Each week, we bring you the latest whisky news on WhiskyCast, but a lot can happen during the week. Now, you can keep up with whisky news as it happens here on WhiskyCast.com!

Construction Begins On Isle of Harris Distillery

An architect's rendering of the Isle of Harris Distillery being built in Tarbert, Scotland. Image courtesy Isle of Harris Distillery.March 5, 2014 – The boom in distillery construction continues in Scotland, as work is now underway on the £10 million ($16.7 million USD) Isle of Harris Distillery in Tarbert. The distillery will be the first legal one to be built on the island in Scotland’s Outer Hebrides, and is expected to open in the spring of 2015. The distillery will produce “The Hearach” single malt, using the Gaelic name for Harris residents, along with a Harris gin.

The project is being built with a combination of private and public investment and a goal of creating 20 full-time jobs on the economically distressed island. 17 private investors are taking part in the project, while the Scottish Government and Highlands & Islands Enterprise are providing a combined £2.8 million ($4.7 million USD) in economic development grants. In a news release, distillery director Simon Erlanger said the goal is to help improve the island’s economy as well as make a good whisky.

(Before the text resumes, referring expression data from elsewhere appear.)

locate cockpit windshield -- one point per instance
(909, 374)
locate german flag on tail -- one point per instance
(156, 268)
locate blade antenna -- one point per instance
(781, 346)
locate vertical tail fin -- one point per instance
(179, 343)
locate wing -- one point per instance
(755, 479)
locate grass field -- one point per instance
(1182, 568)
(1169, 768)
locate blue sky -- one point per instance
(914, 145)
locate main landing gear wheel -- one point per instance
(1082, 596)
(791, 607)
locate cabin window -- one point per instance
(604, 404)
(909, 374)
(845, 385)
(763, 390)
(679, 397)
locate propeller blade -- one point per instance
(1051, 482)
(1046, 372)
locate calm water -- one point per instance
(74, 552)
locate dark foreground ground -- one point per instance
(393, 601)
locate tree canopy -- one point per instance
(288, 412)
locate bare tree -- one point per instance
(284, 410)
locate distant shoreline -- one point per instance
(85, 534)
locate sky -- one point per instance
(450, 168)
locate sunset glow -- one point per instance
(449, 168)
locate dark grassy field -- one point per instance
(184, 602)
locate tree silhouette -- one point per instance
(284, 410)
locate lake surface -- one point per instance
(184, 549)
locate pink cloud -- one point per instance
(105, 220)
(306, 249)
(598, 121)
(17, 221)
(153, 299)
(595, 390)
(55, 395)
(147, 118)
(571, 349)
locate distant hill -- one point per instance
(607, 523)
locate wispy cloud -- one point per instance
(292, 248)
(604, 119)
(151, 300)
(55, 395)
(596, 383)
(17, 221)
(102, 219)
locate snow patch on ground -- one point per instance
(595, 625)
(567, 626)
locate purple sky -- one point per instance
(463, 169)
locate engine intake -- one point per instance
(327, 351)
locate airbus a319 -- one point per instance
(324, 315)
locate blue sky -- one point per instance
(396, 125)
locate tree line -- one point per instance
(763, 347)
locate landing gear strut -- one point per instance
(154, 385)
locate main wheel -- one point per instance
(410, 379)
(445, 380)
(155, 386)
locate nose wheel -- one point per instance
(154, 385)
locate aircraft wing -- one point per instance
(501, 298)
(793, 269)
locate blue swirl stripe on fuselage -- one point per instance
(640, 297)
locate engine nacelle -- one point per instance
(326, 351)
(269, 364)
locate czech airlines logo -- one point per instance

“The Hearach single malt will create sustainable employment and economic growth and optimism for the people of Harris – while the spirit of Harris itself will shape the unique character of this new whisky. Harris is an elemental place. The way of life in the island has deep roots, its people take time to savour what they enjoy and we believe The Hearach single malt will reflect that.”

The distillery will be capable of producing 300,000 litres of spirit each year once production begins, though the single malt will not be sold for several years while the initial production runs are maturing. Scottish law requires spirit to be matured for a minimum of three years before it can legally be called whisky.

Listen to this weekend’s episode of WhiskyCast for more details on this story.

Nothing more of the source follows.